На следующий день родители уехали на похороны. Вернулись они поздно вечером и пока они раздевались в прихожей, я, спрятавшись под лестницей, вслушивался в их разговор.
– Мерзавец, – сказала мама уже совсем спокойно. – Она его так любила, а он даже не был на похоронах.

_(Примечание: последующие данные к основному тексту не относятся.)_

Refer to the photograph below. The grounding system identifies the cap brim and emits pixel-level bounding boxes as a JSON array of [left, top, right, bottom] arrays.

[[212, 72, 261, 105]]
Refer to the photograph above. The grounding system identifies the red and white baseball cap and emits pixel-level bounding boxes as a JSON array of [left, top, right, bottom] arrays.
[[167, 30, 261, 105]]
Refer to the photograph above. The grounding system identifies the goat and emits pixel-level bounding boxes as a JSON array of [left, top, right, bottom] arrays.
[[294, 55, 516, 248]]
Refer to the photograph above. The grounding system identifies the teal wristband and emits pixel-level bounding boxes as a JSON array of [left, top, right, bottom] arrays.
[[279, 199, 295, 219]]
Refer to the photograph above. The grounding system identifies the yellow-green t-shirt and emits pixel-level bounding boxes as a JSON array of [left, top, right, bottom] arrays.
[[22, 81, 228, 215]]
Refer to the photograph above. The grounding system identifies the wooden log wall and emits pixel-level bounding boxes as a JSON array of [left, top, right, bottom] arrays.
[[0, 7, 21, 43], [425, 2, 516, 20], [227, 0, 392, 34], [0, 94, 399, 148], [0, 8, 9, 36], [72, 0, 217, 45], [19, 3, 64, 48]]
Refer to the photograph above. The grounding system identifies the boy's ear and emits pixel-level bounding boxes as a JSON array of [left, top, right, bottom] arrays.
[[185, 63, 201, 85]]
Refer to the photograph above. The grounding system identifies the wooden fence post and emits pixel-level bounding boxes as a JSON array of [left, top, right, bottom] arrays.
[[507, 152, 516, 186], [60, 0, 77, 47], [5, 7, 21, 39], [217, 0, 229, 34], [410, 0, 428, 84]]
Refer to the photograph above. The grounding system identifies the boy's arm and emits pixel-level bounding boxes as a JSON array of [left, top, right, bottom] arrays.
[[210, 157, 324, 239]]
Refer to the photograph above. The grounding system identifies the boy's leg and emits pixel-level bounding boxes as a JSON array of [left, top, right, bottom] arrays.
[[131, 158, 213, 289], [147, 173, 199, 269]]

«Я мерзавец, думал я, – почему я не сказал Эшли, что люблю ее, даже не поцеловал в ответ. Она умерла из-за меня, а я даже не был на похоронах». От ужаса своей вины и от этого вдруг приросшего ко мне слова, ноги у меня подкосились, и я шлепнулся на пол, ударившись головой об угол лестничной доски.
– Что это? – спросила мама, и отец снова взял только что отставленную трость и направился к лестнице.
«Сейчас он увидит меня и станет бить своей тростью пока не убьет, – думал я, – он убьет мерзавца». Я почувствовал, что в уши мне затекают слезы, а из носа льет что-то горячее и липкое. Я вжал голову в плечи и смотрел на огромную нависшую надо мной фигуру.
Отец увидел меня и в ужасе отступил. Я весь трясся, а рубашка было запачкана кровью. Он отбросил трость и поднял меня на руки.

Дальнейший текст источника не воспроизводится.